Adapted from an essay by Rob Brezsny from his fantastic book Pronoia: How the Whole World is Conspiring to Shower You with Blessings.
Welcome Home

Let me remind you who you really are:
You're an immortal freedom fighter in service to divine love.

You have temporary taken on human form, forgetting your true origins, in order to liberate all sentient beings from suffering and the bondage of false belief.

You will accept nothing less than the miracle of bringing heaven all the way down to earth.

Your task may look impossible. Ignorance and inertia, partially camouflaged as time-honored morality, seem to surround you. Pessimism is enshrined as a hall mark of worldliness. Compulsive skepticism masquerades as wit and perceptiveness. Irony is hip. Stories about treachery and degradation provoke a visceral thrill in millions of people who think of themselves as reasonable and smart. Beautiful truths are suspect and ugly truth are readily believed.

To overcome these odds, we must be both a radical revolutionary and practice radical acceptance. We must be both a wrathful destroyer of falsehoods and a loving creator of true beauty. We must resist the temptation to be seduced by the thousands of delusions that have been carefully packaged to lull us into in-action. We must stay in a good mood as we overthrow the stressful hallucination that is mistakenly referred to as reality.

We are facing the extinction of our natural habitat and the possibility of endless war, but there is an even bigger threat to the long-term fate of the earth, of which all others are but symptoms: the death of the imagination.

But what can we do?

We can create safe houses to shelter those devoted to the incremental awakening of humanity. We can create sanctuaries of festivals and parties and cafes and workshops and homes, where we can ritually celebrate the evolving mysteries of positive co-creation.

We must facilitate the regular practice of trust, cooperation, innovation and love.

We can be patient with one another as we attempt the difficult and almost impossible. We can pull each other out of our comfort zones.
We can provide gentle encouragement and committed cooperation.
We can be inclusive.
We can offer the gift of our honesty.
We can resist the substitution of passive consumption for active participation.
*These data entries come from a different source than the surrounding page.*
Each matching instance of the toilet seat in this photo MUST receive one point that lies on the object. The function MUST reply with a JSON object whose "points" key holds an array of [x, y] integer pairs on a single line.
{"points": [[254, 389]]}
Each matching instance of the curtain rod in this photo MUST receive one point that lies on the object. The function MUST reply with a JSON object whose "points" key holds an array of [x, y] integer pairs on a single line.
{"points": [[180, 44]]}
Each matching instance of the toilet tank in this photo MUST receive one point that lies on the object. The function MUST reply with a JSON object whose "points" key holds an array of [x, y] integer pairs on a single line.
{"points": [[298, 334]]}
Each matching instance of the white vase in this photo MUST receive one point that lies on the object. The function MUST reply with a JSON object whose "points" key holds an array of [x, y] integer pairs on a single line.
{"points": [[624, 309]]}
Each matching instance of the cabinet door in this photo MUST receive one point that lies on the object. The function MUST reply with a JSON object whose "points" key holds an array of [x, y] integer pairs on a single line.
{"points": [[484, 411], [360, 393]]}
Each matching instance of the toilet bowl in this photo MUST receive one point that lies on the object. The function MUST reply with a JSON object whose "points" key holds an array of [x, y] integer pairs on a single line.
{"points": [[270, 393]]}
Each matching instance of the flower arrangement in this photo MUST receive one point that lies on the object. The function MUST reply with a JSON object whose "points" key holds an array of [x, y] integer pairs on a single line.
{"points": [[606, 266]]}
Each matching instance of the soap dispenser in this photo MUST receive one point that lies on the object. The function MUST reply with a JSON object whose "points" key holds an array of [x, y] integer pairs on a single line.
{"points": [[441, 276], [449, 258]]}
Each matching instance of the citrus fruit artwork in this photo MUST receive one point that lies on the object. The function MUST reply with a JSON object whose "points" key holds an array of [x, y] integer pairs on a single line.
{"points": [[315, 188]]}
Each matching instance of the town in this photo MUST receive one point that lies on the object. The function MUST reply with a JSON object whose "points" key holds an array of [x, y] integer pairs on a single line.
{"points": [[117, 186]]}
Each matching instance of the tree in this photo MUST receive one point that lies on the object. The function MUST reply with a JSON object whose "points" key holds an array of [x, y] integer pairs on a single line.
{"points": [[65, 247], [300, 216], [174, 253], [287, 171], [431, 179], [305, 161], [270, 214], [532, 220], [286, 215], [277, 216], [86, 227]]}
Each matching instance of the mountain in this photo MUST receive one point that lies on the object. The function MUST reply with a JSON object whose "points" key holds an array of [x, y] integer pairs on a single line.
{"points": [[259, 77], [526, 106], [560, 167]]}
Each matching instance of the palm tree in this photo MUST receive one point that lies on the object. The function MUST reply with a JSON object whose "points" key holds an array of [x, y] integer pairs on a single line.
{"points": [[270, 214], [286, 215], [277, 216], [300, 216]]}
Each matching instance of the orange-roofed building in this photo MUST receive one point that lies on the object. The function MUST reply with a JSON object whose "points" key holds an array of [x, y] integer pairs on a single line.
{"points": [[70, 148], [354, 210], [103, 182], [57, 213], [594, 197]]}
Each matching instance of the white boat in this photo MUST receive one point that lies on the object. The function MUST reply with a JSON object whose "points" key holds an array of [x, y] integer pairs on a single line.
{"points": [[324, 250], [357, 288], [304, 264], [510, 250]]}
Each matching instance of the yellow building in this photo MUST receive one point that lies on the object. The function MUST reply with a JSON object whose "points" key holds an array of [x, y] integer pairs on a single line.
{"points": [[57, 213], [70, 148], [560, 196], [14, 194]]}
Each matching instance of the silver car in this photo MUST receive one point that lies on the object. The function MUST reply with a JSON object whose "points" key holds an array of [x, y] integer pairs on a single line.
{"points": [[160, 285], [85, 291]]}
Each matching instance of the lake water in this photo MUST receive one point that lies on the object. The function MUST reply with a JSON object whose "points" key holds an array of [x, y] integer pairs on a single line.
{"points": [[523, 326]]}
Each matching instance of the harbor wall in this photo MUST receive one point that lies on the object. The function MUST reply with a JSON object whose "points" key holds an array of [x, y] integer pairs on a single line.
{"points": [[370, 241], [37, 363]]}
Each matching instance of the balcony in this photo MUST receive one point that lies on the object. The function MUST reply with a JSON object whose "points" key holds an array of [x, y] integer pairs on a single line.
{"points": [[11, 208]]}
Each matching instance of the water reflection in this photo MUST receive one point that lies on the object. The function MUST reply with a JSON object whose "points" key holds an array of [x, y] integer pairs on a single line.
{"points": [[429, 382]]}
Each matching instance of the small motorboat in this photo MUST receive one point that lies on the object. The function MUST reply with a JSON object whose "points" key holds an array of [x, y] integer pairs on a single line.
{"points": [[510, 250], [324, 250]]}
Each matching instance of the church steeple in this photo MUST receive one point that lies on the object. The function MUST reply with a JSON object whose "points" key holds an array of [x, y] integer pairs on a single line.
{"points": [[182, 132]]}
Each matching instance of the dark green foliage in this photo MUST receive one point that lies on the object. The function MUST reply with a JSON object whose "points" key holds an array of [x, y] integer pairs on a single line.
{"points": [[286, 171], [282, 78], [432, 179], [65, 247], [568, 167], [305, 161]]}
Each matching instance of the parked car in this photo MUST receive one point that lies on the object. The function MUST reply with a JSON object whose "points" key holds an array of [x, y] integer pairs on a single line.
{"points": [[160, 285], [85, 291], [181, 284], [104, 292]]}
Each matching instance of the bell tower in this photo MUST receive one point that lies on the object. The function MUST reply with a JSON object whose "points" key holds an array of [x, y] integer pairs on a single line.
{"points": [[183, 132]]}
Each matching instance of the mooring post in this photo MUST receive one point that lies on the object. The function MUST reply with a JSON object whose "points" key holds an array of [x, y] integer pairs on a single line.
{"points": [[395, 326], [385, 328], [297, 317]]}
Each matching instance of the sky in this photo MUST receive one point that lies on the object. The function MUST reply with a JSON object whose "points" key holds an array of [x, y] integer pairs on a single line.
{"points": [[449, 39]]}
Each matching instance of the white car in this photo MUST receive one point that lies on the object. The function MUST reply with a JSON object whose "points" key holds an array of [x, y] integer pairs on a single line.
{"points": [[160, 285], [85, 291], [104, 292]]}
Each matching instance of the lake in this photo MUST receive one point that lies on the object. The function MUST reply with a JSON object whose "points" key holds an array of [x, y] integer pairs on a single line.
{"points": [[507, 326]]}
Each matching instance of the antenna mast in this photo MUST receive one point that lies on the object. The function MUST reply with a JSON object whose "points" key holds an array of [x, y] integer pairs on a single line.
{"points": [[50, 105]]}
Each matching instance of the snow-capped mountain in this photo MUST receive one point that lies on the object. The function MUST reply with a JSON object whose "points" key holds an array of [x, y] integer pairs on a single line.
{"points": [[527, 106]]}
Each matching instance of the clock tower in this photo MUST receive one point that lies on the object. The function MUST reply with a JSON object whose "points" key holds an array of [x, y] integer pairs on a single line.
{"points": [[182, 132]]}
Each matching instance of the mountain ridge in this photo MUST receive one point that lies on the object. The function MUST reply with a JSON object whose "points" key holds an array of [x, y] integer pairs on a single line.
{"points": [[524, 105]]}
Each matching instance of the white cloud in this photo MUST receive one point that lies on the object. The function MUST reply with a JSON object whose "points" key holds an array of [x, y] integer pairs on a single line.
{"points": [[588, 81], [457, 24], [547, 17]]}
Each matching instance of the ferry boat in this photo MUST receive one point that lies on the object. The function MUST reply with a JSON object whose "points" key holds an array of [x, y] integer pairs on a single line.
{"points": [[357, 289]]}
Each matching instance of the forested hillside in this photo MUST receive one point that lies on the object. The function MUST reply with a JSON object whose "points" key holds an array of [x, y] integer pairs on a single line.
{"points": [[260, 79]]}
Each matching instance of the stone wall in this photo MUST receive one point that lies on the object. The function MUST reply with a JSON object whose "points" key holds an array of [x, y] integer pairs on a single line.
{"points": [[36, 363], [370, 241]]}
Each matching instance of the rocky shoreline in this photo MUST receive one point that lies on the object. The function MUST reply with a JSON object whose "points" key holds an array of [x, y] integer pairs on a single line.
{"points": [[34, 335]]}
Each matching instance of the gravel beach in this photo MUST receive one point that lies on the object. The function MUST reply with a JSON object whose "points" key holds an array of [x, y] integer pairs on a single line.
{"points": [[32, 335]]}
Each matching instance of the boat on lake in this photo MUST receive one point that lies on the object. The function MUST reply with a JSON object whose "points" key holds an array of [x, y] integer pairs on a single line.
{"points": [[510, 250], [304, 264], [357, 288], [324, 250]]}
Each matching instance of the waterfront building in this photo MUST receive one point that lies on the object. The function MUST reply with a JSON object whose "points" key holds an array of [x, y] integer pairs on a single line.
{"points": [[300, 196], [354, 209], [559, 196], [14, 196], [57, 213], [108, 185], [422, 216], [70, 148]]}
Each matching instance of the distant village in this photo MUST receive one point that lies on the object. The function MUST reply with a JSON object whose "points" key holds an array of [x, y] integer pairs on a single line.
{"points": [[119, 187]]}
We can discover, exercise and rely on our own inner resources, even as we move towards greater partnership.
We can seek to overcome barriers that stand between us and a recognition of our inner selves and the reality of those around us.
We can make contact with a natural world exceeding human powers.

We must conspire together to carry out an agenda that Barbara Marx Hubbard describes as: to hospice what's dying and midwife what's being born.